New Radical Rights in Lusotopy : a comparative perspective

Michel Cahen's picture
Call for paper
Issue 2021/2
New Radical Rights in Lusotopy : a comparative perspective

Gest editors
Riccardo Marchi (Lisbon University Institute)
Marie-Hélène Sa Vilas Boas (Cote d’Azur University)

The election of Jair Bolsonaro in 2018 in Brazil as well as the entry of André Ventura from Chega into Portuguese Parliament after the 2019 legislative elections reflects the emerging of new radical rights in countries where these political forces have been marginalized since their transition to democracy. This issue aims at analysing the renewal of radical rights in these two countries, both in a comparative and a transnational perspective.

Although many recent works have been made on radical rights (Giblin, 2014 ; Camus et Lebourg, 2015 ; Jamin, 2016), they mainly focus on Europe and North America (Kaplan et Weinberg, 1998; Barka 2006) and tend to neglect Latin America or, more generally, non-occidental expression of radical rights. However, a long tradition of studies based on a North/South comparison exists on extreme and radical rights before the third wave of democratization. More precisely, several works on Lusotopy, that is to say the contemporary spaces stemming from Portuguese history and colonization, analyzes comparatively the rise of extreme political forces in different continents, their relation and their role, especially in the consolidation of the Estados Novos (Macedo, 1983, Gonçalves, 2014; 2018, Araujo, 2018).  The aim of this issue is to understand radical rights by focusing on two countries where, until recently, radical rights where marginal since the end of their authoritarian regime, in 1974 in Portugal and at the beginning of the 1980s in Brazil. In both countries, the radical right has lately experienced a swift entrance into the political field that this issue aims at understanding. The proposal of articles will therefore focus on the following subjects:

First, what are the processes that explain the quick rise of a new radical right in the two countries? What organizations, groups and networks compose the support groups of Jair Bolsonaro in Brazil and Chega in Portugal? Are they different from the support groups of radical rights in other European or American countries? Which processes made possible the restructuring of radical rights? What are the differences between the actual radical rights and the organizations that represent this political force in the past?

Second, studies on European radical rights often link the rise of parties to the construction of immigration as a public problem and the definition of migrants as a threat to national identity and economy. Nevertheless, in Portugal and Brazil, this subject has long been secondary in the public debates (Machado, 2005; Carvalho & Duarte, 2020), at least compared to other European countries or the US. What role does the “lusotropicalist” frame (Castelo & Cardão, 2015; Cahen & Matos, 2018) play on the way immigration is conceived by radical rights? How the conceptions of national identity in both countries combines with radical right projects?
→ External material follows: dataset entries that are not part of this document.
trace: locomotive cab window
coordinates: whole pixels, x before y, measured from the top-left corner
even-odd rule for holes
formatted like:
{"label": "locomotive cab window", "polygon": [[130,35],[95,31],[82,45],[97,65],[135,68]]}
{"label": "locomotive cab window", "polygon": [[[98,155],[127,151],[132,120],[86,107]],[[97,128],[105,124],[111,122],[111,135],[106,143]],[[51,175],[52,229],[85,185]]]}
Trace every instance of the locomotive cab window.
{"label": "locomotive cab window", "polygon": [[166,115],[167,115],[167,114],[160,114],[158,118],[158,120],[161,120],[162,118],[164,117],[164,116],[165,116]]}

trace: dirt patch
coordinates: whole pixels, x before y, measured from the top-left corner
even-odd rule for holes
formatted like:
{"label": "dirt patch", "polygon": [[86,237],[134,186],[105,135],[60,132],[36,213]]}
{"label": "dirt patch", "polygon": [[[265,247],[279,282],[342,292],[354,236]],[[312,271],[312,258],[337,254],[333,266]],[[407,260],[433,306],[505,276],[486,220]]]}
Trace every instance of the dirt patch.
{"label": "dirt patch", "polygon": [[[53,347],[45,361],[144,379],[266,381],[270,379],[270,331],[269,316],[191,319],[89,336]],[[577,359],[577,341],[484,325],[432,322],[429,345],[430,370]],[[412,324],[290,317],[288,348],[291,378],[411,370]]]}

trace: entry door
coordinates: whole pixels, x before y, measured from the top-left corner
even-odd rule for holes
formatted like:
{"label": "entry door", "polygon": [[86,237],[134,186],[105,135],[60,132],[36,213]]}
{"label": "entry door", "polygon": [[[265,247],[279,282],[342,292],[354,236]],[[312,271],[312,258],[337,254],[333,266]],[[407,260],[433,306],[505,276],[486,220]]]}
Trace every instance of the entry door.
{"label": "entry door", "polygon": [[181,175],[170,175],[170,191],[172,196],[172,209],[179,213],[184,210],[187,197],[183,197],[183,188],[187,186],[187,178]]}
What or who is designed as a threat by Portuguese and Brazilian far right?

Third, what are the links between Portuguese and Brazilian radical rights? Whereas André Ventura has been compared to Bolsonaro and that many Brazilian has emigrated to Portugal during the last decade, can we observe the circulation of some ideas, an influence on the way “problems” are framed by the radical right in both countries? What is the role played by the social media on this circulation? Studies based on transnational approaches, focusing on the links established between actors, organizations and social networks on the two sides of the Atlantic are welcomed.


The publication schedule is the following:

Submission of an abstract (500 words): 1st August 2020
Communication of decision: 1st September 2020
Submission of articles: 30th  November 2020
Internal feedback: January 2020
Resubmission: 28th  February 2020
External peer -reviewed feedback: May 2020
Submission of revised paper: July 2021
Publication of the special Issue: October 2021.